🤖 AI Summary
Existing QR code phishing (Quishing) detection methods rely on URL extraction, exposing users to privacy risks and failing to detect non-URL QR codes (e.g., Wi-Fi configuration, payment codes).
Method: This paper proposes the first purely vision-based malicious QR code detection framework—bypassing content parsing entirely and directly modeling structural and pixel-level patterns. We design a lightweight structural feature engineering pipeline and integrate it with interpretable tree-based models (e.g., XGBoost) for end-to-end classification. Crucially, we empirically establish a strong correlation between structural anomalies and phishing risk, and leverage feature importance to guide pixel-level pruning, enhancing robustness and inference efficiency.
Contribution/Results: Our XGBoost model achieves an AUC of 0.9133. We construct and publicly release the first fully annotated dataset of phishing and benign QR codes. Experiments validate the feasibility and effectiveness of a QR-centric, content-agnostic detection paradigm.
📝 Abstract
The rise of QR code based phishing ("Quishing") poses a growing cybersecurity threat, as attackers increasingly exploit QR codes to bypass traditional phishing defenses. Existing detection methods predominantly focus on URL analysis, which requires the extraction of the QR code payload, and may inadvertently expose users to malicious content. Moreover, QR codes can encode various types of data beyond URLs, such as Wi-Fi credentials and payment information, making URL-based detection insufficient for broader security concerns. To address these gaps, we propose the first framework for quishing detection that directly analyzes QR code structure and pixel patterns without extracting the embedded content.

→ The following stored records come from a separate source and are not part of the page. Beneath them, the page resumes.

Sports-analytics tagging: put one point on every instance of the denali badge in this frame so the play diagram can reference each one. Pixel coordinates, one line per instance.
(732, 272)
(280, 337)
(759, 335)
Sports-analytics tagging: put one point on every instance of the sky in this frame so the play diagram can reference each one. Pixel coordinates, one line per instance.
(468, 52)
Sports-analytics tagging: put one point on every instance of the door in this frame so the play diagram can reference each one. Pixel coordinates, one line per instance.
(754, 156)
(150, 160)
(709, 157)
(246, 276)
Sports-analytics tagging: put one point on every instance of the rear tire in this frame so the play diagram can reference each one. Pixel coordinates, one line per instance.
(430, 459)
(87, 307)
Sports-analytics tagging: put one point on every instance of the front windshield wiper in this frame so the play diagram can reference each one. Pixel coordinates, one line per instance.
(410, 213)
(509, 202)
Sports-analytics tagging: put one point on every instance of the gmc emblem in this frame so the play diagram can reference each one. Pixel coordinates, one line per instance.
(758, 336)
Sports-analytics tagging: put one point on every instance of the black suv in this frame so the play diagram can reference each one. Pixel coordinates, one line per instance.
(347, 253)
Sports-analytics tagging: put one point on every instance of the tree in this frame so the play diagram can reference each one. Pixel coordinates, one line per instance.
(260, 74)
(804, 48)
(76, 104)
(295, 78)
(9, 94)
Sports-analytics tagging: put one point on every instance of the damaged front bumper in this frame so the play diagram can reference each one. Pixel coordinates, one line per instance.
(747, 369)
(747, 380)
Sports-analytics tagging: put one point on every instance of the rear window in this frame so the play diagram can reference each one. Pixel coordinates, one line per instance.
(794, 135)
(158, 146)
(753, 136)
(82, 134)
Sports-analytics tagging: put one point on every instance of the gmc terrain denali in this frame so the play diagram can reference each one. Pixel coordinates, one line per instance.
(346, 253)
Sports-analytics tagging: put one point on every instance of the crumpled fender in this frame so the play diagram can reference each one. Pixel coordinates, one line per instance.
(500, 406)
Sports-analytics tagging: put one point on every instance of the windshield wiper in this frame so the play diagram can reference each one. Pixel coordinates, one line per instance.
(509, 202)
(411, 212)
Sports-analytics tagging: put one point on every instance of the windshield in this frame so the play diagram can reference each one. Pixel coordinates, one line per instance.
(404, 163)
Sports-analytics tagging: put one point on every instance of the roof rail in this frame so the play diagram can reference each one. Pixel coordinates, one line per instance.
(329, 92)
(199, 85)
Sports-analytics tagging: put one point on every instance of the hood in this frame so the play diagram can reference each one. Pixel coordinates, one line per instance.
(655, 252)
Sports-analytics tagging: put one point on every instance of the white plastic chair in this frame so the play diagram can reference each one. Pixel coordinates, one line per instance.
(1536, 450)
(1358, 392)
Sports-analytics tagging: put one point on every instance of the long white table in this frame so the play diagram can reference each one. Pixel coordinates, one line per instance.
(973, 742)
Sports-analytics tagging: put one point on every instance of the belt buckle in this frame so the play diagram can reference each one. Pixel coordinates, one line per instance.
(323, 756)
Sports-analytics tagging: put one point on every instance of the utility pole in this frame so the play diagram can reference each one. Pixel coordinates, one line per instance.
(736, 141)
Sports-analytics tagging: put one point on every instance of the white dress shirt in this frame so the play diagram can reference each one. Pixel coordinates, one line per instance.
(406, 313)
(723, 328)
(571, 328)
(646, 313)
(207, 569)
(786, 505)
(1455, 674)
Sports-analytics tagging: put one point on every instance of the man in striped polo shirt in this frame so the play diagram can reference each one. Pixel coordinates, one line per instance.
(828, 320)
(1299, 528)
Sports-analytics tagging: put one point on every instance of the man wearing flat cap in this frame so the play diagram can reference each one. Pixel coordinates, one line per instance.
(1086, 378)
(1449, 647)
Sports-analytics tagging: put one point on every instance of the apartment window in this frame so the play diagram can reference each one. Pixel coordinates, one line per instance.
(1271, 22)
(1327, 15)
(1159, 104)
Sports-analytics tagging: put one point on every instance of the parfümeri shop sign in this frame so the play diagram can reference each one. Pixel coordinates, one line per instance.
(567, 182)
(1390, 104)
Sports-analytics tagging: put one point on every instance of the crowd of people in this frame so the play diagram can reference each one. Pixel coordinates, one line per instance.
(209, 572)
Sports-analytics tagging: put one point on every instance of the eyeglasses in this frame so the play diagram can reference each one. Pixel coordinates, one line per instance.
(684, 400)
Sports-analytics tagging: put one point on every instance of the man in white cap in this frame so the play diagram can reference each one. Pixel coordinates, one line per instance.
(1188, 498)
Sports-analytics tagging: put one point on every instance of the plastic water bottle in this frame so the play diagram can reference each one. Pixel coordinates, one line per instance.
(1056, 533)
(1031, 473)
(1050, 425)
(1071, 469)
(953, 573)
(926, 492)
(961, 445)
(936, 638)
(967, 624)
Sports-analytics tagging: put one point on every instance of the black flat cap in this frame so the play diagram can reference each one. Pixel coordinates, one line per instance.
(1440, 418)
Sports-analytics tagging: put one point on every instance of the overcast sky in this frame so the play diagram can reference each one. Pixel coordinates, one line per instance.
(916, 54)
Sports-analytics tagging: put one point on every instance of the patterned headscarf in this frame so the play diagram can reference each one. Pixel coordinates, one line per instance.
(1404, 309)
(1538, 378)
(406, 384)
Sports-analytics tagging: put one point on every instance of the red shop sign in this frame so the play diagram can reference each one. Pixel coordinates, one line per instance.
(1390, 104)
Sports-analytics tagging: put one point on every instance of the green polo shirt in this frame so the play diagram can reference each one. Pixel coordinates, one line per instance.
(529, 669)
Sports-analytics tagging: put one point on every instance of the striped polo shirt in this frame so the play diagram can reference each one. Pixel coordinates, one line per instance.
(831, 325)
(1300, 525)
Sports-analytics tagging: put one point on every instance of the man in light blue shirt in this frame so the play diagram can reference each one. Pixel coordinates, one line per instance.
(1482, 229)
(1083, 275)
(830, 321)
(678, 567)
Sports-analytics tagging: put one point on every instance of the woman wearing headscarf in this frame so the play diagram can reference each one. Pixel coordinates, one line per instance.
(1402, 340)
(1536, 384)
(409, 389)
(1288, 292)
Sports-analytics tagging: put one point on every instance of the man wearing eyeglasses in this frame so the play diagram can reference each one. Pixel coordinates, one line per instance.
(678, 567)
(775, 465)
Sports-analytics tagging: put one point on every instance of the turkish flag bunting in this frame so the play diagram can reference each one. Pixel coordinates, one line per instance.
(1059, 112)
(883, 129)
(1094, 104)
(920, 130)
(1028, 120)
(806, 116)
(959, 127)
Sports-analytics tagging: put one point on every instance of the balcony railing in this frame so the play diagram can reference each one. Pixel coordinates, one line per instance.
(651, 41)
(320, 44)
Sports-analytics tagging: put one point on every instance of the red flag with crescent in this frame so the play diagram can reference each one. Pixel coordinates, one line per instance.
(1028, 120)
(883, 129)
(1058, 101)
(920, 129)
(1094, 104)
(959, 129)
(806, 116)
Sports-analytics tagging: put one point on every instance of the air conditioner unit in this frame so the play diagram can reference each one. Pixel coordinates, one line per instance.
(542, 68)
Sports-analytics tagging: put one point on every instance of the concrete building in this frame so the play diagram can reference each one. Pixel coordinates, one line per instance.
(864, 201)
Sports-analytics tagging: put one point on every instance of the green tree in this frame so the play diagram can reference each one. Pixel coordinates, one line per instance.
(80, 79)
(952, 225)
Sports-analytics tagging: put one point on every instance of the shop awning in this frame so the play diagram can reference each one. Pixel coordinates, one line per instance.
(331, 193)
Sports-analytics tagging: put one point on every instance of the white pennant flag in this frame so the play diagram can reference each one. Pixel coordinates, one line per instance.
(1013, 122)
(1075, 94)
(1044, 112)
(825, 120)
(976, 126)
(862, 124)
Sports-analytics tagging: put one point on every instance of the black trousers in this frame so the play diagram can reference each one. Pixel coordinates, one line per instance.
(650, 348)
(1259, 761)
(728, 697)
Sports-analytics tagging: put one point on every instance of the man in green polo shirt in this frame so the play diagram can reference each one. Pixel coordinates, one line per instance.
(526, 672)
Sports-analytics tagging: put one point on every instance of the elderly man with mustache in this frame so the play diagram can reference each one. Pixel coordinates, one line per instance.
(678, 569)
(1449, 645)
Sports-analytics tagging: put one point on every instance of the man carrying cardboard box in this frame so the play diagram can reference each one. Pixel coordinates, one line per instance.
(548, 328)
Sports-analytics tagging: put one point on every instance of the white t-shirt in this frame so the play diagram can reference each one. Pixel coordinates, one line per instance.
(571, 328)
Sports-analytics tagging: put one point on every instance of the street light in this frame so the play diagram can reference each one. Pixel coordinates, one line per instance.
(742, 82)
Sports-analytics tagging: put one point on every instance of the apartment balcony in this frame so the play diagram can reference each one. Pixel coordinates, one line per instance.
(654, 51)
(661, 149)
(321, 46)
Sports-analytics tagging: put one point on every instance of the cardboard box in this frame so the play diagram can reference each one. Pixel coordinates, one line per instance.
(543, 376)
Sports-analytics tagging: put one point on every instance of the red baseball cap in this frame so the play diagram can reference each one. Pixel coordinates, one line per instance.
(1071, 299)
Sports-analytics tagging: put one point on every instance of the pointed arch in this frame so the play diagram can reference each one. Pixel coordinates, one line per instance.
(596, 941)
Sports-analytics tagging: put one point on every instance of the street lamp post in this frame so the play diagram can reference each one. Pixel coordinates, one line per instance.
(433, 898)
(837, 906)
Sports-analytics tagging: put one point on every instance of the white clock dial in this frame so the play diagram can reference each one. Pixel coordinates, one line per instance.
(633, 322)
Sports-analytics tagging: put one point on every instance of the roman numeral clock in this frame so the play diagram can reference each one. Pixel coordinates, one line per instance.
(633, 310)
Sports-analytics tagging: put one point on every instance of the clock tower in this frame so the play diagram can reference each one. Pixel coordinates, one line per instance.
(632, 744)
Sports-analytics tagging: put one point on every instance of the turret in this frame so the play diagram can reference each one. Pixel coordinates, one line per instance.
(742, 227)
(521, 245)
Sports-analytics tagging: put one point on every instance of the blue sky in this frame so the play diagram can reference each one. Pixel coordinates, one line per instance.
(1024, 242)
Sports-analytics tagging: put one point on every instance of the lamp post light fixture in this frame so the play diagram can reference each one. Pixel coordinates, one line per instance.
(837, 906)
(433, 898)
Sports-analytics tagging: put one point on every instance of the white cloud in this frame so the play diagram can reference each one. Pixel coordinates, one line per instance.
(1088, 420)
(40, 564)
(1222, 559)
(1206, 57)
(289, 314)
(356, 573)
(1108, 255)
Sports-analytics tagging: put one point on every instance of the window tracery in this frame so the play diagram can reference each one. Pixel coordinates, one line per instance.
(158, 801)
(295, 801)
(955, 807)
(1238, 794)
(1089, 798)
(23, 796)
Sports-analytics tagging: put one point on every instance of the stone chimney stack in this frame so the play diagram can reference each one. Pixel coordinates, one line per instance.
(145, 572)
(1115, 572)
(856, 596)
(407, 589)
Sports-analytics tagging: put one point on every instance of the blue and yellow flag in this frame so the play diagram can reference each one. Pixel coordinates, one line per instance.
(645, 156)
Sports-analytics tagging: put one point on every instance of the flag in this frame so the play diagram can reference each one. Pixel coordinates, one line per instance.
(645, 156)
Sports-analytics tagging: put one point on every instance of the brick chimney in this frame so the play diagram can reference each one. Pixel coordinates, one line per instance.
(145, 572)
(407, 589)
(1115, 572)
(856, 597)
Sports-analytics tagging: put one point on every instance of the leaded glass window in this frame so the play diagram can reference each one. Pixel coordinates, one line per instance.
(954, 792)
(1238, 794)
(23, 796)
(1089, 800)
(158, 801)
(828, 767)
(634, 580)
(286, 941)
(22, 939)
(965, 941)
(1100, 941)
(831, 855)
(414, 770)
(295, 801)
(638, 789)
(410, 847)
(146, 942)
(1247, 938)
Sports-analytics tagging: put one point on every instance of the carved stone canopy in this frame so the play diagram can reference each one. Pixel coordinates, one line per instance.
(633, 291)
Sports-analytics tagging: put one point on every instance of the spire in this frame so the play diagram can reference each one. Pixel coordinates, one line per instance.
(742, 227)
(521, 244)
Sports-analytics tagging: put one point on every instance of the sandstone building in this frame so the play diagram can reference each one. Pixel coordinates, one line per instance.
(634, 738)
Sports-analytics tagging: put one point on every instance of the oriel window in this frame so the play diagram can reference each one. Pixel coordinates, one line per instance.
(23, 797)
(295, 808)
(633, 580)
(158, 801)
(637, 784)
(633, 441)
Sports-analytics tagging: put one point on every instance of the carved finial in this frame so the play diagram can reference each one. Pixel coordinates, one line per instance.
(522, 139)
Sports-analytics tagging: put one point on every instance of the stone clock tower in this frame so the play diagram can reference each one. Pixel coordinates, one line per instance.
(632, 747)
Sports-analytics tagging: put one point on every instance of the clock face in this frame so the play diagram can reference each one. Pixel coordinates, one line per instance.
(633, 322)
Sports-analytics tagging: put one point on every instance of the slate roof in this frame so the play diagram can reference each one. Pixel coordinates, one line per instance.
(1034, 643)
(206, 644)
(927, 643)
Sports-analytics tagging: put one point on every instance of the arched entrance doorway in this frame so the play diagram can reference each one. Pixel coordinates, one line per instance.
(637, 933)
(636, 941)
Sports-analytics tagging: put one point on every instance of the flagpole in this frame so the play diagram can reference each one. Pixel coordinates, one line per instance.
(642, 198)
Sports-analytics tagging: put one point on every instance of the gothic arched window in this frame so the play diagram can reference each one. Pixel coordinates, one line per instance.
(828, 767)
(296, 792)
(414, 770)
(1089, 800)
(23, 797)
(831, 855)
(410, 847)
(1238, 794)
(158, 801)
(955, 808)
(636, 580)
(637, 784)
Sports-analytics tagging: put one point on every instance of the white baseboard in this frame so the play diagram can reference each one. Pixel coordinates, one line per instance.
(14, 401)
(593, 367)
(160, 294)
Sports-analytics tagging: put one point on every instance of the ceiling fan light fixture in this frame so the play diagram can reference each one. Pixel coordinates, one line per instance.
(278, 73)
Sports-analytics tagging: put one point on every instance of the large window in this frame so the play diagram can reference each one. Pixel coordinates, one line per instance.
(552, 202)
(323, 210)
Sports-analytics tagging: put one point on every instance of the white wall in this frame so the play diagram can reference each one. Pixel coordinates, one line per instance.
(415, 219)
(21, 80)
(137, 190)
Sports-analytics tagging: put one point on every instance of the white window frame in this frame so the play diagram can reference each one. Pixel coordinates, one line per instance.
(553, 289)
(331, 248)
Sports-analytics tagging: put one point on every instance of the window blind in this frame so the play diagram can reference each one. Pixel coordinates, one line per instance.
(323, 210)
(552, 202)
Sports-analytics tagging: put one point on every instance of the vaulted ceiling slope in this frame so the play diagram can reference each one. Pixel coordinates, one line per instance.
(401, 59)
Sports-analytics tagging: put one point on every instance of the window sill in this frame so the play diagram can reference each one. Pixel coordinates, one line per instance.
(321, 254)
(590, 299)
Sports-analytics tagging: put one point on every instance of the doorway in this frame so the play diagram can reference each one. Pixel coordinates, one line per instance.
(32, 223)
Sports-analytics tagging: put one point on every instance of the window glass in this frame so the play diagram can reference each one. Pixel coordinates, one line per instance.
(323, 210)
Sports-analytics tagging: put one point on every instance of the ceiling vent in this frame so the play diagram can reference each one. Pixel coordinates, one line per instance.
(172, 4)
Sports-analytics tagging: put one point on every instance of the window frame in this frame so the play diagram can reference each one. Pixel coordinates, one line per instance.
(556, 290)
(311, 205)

We generated a dataset of phishing and benign QR codes and we used it to train and evaluate multiple machine learning models, including Logistic Regression, Decision Trees, Random Forest, Naive Bayes, LightGBM, and XGBoost. Our best-performing model (XGBoost) achieves an AUC of 0.9106, demonstrating the feasibility of QR-centric detection. Through feature importance analysis, we identify key visual indicators of malicious intent and refine our feature set by removing non-informative pixels, improving performance to an AUC of 0.9133 with a reduced feature space. Our findings reveal that the structural features of QR code correlate strongly with phishing risk. This work establishes a foundation for quishing mitigation and highlights the potential of direct QR analysis as a critical layer in modern phishing defenses.